Several genera absent from the British Isles are represented. For example, Thelia, placed by Crum & Anderson in their magnificent Mosses of Eastern North America (Columbia University Press, 1981), in the Leskeaceae with, i.a., Anomodon and Pterigynandrum, is characterized by laminal cells with very long and often branched papillae and usually spinose to ciliate leaf margins. Its three species grow usually on tree bark where they form light- to glaucous-green creeping mats. Forsstroemia, represented in the area by F. trichomitria (Hedw.) Lindb., is probably related to Cryphaea and like it usually grows on tree bark, but it superficially resembles a Leucodon. Drummondia, named after the Scottish botanist Thomas Drummond, is represented by D. prorepens (Hedw.) E. G. Britt. It is a member of the Orthotrichaceae but has long creeping stems with ascending branches. A species that may occur in the British Isles is Anacamptodon splachnoides (Froel. ex Brid.) Brid., commonly called the “knothole moss” from its propensity for growing in often wet or water-filled knotholes on tree trunks, often on Fagus spp. Its gametophyte is nondescript and therefore easily overlooked, resembling a rather scruffy Amblystegium; but it is frequently fertile when its capsule offers distinct features for recognition. Another possible British species is Sphagnum pylaesii which in the northern part of its range is often submerged in shallow pools near sea-level, but farther south, as in the Adirondacks, is often in montane habitats on granite rocks wet by seepage but not submerged.

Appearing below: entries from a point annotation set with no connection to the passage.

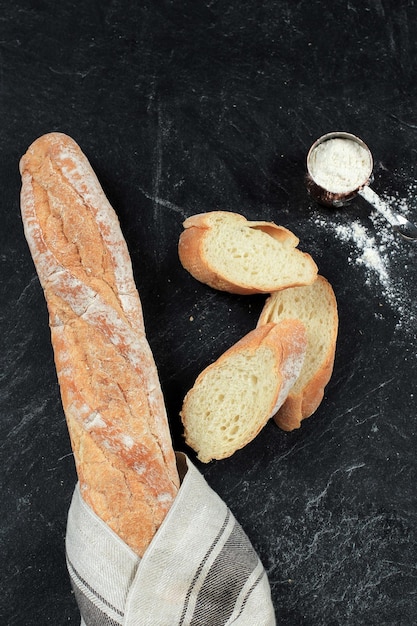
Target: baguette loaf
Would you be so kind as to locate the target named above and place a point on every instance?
(234, 397)
(109, 384)
(227, 252)
(315, 305)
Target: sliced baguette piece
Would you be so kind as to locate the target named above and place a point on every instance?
(234, 397)
(107, 375)
(227, 252)
(315, 305)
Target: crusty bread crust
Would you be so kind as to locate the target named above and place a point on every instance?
(287, 341)
(303, 402)
(192, 252)
(108, 379)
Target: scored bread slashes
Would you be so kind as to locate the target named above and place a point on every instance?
(316, 306)
(227, 252)
(234, 397)
(108, 378)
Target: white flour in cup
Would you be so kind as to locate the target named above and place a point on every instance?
(340, 165)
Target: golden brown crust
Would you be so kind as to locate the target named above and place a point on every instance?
(192, 255)
(108, 379)
(288, 342)
(302, 404)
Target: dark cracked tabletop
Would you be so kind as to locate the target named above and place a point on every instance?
(185, 107)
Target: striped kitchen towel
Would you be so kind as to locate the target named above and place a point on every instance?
(200, 569)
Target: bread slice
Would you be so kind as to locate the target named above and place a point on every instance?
(227, 252)
(108, 379)
(234, 397)
(315, 305)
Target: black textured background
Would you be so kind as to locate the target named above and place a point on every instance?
(183, 107)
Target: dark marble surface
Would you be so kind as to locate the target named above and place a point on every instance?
(189, 106)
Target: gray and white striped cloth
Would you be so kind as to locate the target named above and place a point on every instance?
(200, 569)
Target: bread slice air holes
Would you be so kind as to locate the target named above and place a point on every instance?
(227, 252)
(251, 375)
(316, 307)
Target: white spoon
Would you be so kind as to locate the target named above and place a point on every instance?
(339, 167)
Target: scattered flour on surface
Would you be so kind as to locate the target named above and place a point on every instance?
(384, 256)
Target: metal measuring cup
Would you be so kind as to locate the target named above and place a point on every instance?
(339, 198)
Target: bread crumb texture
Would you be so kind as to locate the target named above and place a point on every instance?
(315, 305)
(234, 397)
(230, 253)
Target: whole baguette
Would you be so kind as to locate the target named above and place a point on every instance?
(230, 253)
(108, 380)
(315, 305)
(233, 398)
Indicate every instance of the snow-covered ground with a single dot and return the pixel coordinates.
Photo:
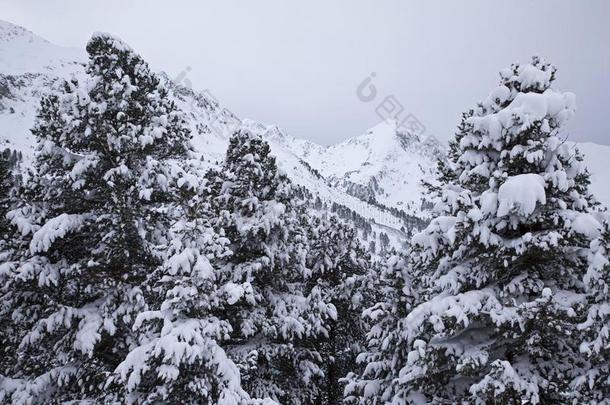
(385, 165)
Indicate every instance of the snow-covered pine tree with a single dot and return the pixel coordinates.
(500, 267)
(373, 379)
(179, 359)
(11, 243)
(593, 385)
(274, 321)
(101, 192)
(344, 274)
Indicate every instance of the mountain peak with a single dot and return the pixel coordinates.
(10, 32)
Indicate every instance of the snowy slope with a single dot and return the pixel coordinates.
(597, 158)
(377, 174)
(211, 124)
(387, 163)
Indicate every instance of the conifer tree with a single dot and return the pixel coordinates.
(497, 274)
(592, 385)
(273, 319)
(344, 274)
(101, 189)
(179, 359)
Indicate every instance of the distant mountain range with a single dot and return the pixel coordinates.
(373, 179)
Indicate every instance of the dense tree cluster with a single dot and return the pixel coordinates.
(131, 273)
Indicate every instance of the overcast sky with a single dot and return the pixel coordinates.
(299, 65)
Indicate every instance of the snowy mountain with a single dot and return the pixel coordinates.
(373, 179)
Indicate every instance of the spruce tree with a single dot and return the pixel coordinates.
(99, 201)
(273, 318)
(592, 385)
(373, 378)
(498, 273)
(179, 358)
(344, 274)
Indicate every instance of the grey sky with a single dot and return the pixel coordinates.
(299, 64)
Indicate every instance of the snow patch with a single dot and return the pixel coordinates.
(520, 194)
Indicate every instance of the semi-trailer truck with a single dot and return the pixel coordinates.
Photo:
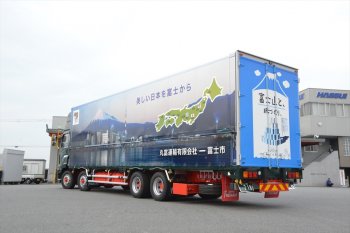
(228, 126)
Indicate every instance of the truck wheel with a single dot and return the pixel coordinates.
(209, 196)
(28, 181)
(160, 187)
(83, 183)
(139, 185)
(126, 188)
(68, 180)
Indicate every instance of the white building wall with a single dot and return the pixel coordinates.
(317, 173)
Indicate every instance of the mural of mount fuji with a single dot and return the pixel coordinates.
(218, 115)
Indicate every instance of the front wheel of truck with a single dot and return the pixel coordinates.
(139, 185)
(68, 180)
(160, 187)
(83, 183)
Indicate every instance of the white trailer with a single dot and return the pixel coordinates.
(33, 171)
(11, 163)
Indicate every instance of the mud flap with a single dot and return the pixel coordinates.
(272, 194)
(229, 190)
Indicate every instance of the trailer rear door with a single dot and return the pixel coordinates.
(268, 113)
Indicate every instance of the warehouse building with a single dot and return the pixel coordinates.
(325, 132)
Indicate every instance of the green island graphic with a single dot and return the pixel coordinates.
(187, 114)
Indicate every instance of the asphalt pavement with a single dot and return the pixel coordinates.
(50, 209)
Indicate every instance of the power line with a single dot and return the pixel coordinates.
(25, 146)
(25, 120)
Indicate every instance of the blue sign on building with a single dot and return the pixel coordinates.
(332, 95)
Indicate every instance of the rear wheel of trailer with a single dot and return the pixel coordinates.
(68, 181)
(160, 187)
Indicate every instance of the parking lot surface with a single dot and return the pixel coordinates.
(49, 208)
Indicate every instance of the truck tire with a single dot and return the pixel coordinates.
(139, 185)
(28, 181)
(160, 187)
(68, 181)
(126, 188)
(83, 183)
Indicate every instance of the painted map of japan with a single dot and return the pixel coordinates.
(189, 114)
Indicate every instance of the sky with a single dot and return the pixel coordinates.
(55, 55)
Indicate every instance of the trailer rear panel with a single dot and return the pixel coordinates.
(268, 113)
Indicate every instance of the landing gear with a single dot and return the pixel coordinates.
(139, 185)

The Annual General Meeting was held afterwards (Minutes in Bulletin 46) and was succeeded in the evening by a conversazione, during which the demonstrations listed below were displayed. Throughout the whole of the meeting, Dr D. C. Lindsay rendered invaluable service as local secretary. That he did so with unfailing good humour is a matter for admiration, and the Society is greatly indebted to him.

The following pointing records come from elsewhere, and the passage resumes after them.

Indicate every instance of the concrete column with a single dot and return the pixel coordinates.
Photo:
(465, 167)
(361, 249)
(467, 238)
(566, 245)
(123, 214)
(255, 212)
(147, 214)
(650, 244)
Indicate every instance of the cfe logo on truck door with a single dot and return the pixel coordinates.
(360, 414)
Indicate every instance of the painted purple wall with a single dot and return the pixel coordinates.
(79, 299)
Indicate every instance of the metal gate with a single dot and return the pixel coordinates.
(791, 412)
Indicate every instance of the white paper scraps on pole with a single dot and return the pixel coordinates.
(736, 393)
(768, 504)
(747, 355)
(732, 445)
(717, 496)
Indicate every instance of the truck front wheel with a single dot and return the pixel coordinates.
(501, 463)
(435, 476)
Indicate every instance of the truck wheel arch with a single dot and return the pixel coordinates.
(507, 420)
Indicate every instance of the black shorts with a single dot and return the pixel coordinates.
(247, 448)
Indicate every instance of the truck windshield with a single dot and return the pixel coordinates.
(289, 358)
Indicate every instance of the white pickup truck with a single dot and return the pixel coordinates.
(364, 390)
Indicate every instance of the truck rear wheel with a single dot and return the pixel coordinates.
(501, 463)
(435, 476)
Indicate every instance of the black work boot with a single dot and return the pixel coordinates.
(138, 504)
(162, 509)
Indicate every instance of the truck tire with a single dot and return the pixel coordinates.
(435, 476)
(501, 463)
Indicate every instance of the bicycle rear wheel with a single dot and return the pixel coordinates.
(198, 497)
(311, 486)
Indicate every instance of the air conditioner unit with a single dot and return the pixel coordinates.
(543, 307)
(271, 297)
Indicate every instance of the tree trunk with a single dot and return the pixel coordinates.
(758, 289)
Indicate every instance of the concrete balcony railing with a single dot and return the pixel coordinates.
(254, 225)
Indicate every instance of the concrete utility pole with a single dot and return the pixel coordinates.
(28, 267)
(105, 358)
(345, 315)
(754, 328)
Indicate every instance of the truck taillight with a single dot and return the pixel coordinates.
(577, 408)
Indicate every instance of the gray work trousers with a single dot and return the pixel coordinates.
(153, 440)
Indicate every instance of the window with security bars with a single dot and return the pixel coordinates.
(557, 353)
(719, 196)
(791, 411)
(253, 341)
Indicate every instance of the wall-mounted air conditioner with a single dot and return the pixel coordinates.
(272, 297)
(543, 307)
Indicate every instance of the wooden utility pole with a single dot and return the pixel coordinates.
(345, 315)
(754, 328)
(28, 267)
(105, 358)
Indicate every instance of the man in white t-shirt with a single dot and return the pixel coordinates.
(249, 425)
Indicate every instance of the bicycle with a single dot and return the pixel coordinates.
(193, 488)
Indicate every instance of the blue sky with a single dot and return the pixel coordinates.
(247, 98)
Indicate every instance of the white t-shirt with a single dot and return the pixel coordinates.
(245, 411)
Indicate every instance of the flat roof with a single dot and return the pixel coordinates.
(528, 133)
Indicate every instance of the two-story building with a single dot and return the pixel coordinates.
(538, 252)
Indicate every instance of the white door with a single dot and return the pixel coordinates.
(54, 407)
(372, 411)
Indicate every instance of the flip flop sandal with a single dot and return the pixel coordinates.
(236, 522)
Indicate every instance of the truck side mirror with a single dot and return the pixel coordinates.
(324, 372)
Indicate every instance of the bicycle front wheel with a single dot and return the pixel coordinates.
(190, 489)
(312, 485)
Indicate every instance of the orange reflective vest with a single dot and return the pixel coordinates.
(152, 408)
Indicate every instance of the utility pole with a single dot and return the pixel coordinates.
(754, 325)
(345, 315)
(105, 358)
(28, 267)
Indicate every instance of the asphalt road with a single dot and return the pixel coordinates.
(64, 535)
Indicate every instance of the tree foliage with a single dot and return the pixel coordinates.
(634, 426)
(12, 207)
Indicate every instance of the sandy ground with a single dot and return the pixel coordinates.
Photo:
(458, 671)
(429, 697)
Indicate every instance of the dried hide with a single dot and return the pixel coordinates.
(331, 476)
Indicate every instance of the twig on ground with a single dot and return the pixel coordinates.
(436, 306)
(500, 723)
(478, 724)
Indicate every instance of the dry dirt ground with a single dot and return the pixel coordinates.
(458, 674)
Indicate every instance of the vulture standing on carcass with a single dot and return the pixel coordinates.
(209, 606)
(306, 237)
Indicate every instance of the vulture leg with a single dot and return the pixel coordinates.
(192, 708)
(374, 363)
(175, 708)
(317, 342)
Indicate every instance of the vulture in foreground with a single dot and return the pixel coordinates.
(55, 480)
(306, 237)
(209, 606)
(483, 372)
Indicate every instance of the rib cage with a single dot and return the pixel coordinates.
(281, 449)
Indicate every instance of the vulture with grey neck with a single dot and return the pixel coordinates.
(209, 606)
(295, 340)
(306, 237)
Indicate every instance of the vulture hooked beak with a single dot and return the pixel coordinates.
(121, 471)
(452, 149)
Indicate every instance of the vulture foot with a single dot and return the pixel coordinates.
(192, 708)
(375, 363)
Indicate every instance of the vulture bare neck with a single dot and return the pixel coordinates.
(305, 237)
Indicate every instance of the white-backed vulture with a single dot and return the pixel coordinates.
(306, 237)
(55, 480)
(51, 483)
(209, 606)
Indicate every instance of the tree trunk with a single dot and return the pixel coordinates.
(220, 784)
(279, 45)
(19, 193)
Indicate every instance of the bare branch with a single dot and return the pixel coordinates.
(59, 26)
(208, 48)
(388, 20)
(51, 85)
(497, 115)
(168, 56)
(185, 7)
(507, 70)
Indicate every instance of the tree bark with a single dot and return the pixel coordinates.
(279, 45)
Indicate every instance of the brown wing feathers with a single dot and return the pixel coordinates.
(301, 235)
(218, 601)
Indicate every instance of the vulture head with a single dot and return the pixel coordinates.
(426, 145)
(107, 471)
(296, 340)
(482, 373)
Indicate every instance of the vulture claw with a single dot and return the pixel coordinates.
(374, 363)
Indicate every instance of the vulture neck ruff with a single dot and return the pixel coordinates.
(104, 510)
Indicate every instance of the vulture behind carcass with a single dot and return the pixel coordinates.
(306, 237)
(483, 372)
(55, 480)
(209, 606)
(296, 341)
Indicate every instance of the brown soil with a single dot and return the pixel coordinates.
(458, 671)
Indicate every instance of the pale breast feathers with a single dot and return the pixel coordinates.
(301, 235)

Dr R. Alexander: Some bryophyte microhabitats in the Burren.
Mrs J. Appleyard, Dr M. O. Hill and Dr H. L. K. Whitehouse: Leptobarbula berica (De Not.) Schimp. in England.
Prof. E. G. Cutter: Scanning electron microscopy of bryophytes.
Mr R. J. Fisk: Reading Circle.
Dr S. W. Greene and Mr L. T. Ellis: B. B. S. bryohistorical project.
Miss J. Ide: Mosses with 8-year olds.
Dr E. W. Jones: African hepatics.
Dr M. E. Newton: Liverwort chromosome banding.
Dr M. C. F. Proctor: Scanning electron micrographs of peristomes.
Waxy cuticles on leaves of Polytrichaceae.
Mrs P. M. Whitehouse and Dr H. L. K. Whitehouse: Stereoscopic photographs of bryophytes.

M.E. Newton

Field meeting – Wyre Forest

After torrential rain on the day of the Paper-reading meeting, participants in the field excursion on Sunday were able to enjoy a day of fine weather. About 25 members gathered, and were guided by Mr Peter Thomson to sites in the Wyre Forest, an area which has been fairly thoroughly investigated for bryophytes. Most people spent the morning searching along the banks of the stream in Park Brook valley and saw: Frullania tamarisci, F. dilatata, Trichocolea tomentella, Pellia endiviifolia, Hypnum lindbergii, Ulota crispa, Amblystegium tenax and a patch of Ctenidium molluscum assigned to the “woodland taxon”.

Members gradually emerged from the stream valley to have lunch beside the path of the old railway line, before a somewhat depleted party set off at a more rapid pace towards Dowles Brook and Lords Wood valleys. The excursion provided several members with an opportunity to return to old haunts: Drs Longton and Greene visited a site where 15 years before, sporophytes were produced by Pleurozium schreberi following the transplantation of male plants, finding no trace of either sporophytes or male plants, but Martha Newton was able to locate a fine colony of Bazzania trilobata on a well-remembered boulder beside the path to Dowles Brook. Additional species recorded in the afternoon included Cephaloziella divaricata, Saccogyna viticulosa and Plagiothecium undulatum, and the list was enhanced by a new Vice-county Record provided by Jean Paton who discovered Jamesoniella autumnalis on a Sorbus torminalis trunk in the valley below Lords Wood.